她们不得不再一次推倒重来。最终版剧本里,女主角是一个调查不良PUA的记者,她带着任务去和不良PUA男性接触,为的就是让他们彻底暴露全套话术与骗术。
现在只剩下一个顽固问题没有解决——一手资料从哪里来。她们做过的功课都止步于网络,既没见过真正的PUA,也没见过PUA受害者。网上搜索来的内容撑不起一个故事。
这时琳仔突然想到,她们可以去找一个人,一个能帮助她们,抑或是唯一一个能帮助她们的人——反不良PUA公益组织“小红帽”的创始人孔唯唯。
她们把自己的请求和游戏框架发给孔唯唯,但石沉大海。“可能看我们是学生,不太信任吧。”琳仔分析。后来,渔夫帽老师出面联系,孔唯唯才答应见面。
“她们找不到我是很正常的。”孔唯唯解释,“一方面是我很忙,另一方面是来的孩子太多了。”孔唯唯在广东一所大学读社工系硕士,年龄不比华仔她们大多少,却总是叫她们“孩子”。去年一年,全国各地有50多所大学的研究小组来找她,都是想做PUA课题,来寻求帮助的。她根本照顾不过来。直到联系上渔夫帽老师,知道她的小组就在广州,才答应和她们见个面。
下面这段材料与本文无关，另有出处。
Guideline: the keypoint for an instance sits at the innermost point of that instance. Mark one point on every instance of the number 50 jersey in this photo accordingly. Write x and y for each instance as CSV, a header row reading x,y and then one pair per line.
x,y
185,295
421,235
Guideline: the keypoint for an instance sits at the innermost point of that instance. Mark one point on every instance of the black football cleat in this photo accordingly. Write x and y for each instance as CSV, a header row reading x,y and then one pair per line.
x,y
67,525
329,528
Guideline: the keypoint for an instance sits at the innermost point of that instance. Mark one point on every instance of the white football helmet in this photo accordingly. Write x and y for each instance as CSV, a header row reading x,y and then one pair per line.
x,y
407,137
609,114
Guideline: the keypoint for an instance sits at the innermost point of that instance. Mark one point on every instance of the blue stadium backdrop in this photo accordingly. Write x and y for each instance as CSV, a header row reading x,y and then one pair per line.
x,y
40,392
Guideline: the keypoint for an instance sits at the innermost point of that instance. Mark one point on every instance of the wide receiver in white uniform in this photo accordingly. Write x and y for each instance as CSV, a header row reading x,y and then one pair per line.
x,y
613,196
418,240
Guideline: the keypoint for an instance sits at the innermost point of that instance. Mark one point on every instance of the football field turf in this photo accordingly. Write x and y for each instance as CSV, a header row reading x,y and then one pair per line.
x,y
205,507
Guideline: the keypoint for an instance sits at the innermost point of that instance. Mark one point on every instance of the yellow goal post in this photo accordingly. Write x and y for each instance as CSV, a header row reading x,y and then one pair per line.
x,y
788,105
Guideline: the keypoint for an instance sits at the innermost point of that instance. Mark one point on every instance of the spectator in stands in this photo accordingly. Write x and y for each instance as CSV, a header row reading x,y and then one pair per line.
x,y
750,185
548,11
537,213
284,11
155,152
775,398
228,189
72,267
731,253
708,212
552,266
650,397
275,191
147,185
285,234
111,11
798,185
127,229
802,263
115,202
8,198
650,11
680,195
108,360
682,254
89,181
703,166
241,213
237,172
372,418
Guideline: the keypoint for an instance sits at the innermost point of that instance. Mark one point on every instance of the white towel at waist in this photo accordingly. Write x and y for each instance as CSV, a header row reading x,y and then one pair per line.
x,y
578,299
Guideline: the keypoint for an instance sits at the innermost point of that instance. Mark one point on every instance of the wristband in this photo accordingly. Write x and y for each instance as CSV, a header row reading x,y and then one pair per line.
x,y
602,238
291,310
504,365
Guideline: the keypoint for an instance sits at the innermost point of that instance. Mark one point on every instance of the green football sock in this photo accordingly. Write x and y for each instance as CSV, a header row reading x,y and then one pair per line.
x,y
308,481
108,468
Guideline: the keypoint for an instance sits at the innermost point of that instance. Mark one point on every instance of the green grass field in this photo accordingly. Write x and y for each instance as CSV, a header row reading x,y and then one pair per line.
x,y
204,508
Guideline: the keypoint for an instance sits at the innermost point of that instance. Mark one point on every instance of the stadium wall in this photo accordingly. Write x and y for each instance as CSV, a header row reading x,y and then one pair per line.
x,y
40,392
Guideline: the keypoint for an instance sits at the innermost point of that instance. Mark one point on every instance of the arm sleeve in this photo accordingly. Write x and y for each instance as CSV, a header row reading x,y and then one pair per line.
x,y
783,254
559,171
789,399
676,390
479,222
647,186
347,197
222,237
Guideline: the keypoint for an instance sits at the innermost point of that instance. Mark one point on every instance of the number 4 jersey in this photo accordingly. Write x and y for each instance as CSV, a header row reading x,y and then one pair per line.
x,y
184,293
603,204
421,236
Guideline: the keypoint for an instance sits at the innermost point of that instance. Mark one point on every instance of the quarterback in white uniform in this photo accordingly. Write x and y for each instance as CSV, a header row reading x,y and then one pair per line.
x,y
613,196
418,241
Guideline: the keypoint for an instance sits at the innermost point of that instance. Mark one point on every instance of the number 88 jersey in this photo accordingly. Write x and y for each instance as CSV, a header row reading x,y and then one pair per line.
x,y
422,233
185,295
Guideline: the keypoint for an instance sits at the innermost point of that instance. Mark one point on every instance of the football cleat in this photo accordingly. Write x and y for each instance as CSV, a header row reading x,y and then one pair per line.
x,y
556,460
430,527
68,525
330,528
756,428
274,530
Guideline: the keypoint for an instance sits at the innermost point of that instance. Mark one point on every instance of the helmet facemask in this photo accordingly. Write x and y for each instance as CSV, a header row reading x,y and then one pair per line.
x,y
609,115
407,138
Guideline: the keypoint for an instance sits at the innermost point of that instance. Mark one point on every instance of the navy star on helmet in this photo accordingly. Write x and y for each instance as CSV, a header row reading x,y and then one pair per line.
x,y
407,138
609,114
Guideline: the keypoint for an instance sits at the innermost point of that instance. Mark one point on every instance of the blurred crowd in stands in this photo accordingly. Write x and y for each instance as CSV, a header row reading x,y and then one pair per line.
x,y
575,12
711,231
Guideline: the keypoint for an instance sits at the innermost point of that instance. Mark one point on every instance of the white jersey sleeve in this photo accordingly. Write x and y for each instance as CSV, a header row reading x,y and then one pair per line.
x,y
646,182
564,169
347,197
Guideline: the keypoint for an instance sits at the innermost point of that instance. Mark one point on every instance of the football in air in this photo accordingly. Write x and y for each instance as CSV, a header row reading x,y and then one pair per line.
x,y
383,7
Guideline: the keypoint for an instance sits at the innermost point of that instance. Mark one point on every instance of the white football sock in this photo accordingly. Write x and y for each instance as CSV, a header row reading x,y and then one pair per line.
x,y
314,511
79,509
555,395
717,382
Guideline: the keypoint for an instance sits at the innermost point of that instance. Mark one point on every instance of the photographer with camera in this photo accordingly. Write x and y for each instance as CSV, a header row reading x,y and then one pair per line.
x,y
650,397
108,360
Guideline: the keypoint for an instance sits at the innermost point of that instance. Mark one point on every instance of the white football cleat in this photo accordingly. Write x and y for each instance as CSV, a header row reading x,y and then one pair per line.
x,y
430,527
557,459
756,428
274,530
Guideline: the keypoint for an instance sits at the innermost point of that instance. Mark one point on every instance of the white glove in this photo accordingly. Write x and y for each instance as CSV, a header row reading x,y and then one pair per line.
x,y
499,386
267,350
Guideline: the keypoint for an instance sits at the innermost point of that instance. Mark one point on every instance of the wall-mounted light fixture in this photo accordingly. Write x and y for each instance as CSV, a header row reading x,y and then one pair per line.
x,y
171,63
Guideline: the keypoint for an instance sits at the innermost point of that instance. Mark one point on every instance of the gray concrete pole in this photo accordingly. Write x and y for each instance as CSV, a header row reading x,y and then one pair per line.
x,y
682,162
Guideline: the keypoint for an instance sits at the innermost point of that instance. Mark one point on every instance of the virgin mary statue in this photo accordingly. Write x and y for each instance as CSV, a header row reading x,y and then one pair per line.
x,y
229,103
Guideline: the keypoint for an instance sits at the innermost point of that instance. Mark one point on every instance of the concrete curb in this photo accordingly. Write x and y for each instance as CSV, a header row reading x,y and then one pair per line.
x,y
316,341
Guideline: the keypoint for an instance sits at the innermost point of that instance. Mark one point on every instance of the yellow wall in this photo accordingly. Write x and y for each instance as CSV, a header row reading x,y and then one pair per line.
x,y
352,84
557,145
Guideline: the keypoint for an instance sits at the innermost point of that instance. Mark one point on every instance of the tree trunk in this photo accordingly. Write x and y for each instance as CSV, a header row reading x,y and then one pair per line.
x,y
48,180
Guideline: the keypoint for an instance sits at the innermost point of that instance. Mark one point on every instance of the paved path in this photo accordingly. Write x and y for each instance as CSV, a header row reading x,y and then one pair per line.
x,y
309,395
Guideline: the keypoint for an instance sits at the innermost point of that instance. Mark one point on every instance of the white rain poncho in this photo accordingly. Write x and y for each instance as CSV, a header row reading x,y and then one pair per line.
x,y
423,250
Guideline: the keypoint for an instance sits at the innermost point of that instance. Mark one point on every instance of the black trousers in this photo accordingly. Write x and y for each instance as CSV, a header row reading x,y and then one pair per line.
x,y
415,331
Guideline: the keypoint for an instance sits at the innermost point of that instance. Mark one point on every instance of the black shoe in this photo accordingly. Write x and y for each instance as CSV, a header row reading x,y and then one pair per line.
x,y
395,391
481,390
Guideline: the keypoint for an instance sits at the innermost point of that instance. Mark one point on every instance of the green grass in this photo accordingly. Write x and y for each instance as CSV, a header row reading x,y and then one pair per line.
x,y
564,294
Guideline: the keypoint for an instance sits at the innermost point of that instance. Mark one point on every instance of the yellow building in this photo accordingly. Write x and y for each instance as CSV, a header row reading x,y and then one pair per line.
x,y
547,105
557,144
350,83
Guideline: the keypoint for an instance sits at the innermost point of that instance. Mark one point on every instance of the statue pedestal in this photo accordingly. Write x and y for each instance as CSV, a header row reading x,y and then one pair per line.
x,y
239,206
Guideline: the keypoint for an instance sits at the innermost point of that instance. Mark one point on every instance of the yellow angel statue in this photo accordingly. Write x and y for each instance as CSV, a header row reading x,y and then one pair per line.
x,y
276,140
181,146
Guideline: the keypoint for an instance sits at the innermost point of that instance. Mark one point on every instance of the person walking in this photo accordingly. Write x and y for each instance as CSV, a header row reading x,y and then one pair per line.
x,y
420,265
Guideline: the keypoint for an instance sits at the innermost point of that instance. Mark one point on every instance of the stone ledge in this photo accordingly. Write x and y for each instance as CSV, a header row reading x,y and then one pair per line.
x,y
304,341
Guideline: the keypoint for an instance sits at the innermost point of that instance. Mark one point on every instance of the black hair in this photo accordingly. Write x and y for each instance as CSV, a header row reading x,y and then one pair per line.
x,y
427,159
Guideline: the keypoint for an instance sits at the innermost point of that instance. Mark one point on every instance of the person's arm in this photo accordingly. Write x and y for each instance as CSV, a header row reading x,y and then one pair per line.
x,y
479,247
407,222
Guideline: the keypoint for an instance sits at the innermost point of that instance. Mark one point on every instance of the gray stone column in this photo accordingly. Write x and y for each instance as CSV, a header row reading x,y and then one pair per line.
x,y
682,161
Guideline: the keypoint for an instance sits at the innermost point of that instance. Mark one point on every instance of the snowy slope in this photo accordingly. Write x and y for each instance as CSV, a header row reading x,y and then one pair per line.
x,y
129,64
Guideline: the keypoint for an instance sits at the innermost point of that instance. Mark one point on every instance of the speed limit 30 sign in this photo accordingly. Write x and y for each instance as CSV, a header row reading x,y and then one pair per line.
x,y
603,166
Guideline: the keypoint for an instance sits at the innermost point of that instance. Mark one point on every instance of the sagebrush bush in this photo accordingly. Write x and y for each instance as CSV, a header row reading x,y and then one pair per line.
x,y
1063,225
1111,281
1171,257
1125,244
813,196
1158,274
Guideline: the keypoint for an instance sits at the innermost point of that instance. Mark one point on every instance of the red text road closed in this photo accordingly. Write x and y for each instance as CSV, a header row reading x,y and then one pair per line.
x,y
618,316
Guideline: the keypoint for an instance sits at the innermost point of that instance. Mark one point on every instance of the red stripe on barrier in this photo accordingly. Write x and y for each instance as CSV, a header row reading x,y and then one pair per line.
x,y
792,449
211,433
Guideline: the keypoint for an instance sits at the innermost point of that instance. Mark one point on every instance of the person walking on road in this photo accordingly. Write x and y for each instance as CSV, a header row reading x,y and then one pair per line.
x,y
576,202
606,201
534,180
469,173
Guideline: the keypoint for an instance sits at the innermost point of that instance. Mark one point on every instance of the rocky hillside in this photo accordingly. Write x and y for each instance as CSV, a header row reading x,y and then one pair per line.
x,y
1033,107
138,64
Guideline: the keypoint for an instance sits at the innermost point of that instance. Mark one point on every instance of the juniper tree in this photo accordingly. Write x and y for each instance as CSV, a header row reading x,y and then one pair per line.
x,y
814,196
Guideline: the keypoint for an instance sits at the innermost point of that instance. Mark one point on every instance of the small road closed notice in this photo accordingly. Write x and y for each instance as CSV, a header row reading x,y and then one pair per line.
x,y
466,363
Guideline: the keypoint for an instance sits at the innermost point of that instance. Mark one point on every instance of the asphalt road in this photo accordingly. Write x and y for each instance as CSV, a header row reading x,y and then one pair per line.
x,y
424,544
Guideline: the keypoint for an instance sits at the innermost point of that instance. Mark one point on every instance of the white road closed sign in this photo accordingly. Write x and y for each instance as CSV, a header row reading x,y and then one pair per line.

在一家咖啡馆里,华仔、琳仔、鱼仔和丽仔见到了孔唯唯。这一次她们做了很多准备:查资料,做文献综述,画插画,制作Demo,还用微博账号发布了一篇PUA科普文。她们的诚恳获得了孔唯唯的认可。
与孔唯唯和“小红帽”官博运营负责人讨论过后,小组成员决定,放弃“下药”和“恶性传播疾病”,专心做“五步陷阱法”一条线。这样做不仅解决了之前的问题,还突出了重点——五步陷阱法虽然只是PUA中的一个流派,甚至不算最主流的,却也是对受害者伤害最大、影响最恶劣的流派之一。
五步陷阱法指的是好奇陷阱、探索陷阱、着迷陷阱、摧毁陷阱和情感虐待陷阱,每一步里又包括冷读、进挪、心疼指数、建立契约、情感指责、价值榨取等内容。五步环环相扣,层层递进,有时还会搭配僚机(PUA社群里的帮手)。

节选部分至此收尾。